In addition, she has studied at the Universities of Göttingen, Konstanz, and Heidelberg in Germany. She is also a former Junior Fellow of the Max Planck/Humboldt Research project, "Geschichte + Gedächtnis" (History + Memory) at Konstanz University and served on the steering committee of the Five College Women's Research Center housed at Mt. Holyoke College.

She is a faculty affiliate at Yale University's Initiative on Race Gender and Globalization (IRGG). From 2012-2014, Alicia Ellis was a postdoctoral scholar in the department of Germanic Studies at the University of Chicago.

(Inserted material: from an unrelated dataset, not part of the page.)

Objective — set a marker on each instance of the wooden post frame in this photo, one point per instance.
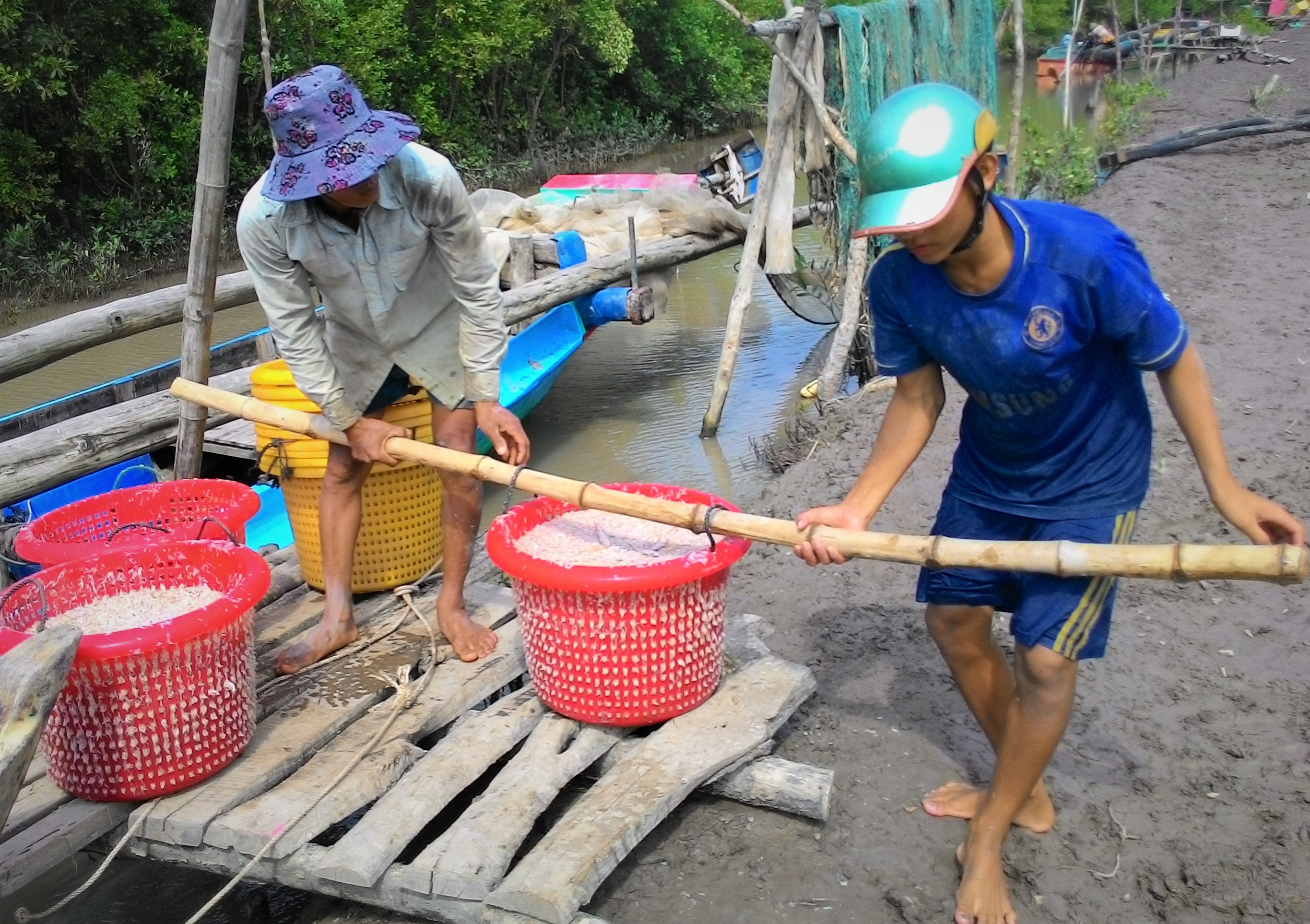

Her dissertation, "Gender, Narrative and Revision: An Analysis of Heinrich von Kleist's Penthesilea and Franz Grillparzer's Sappho and Medea," concerns the framing of difference in 19th century revisions of ancient Greek literary representations as articulations of linguistic, epistemological, and gender anxiety. She has revised her doctoral work for the series Women in German, a Peter Lang publication, where it will appear in summer 2015 as Figuring the Female: Gender and Identity in Franz Grillparzer's Classical Plays.

Her teaching and research interests include German literature and intellectual history of the long 19th century (1789-1917); African-American and Caribbean (Francophone and Anglophone) literatures; theories of the Black Atlantic, the intersection of literature and historical thought from the Baroque to present; 20th century women's philosophical and literary production as a mode of cultural critique. Other research topics include the creation and practice of race and racialized thought; identity and the body; adaptation and citation as the central theoretical moves in narrative and genre theory. She has written and lectured on E.T.A. Hoffmann, Franz Grillparzer, Andrea Levy, Osip Mandelstam, Hannah Arendt, Albert Camus, Christa Wolf, Sam Selvon and Edwidge Danticat.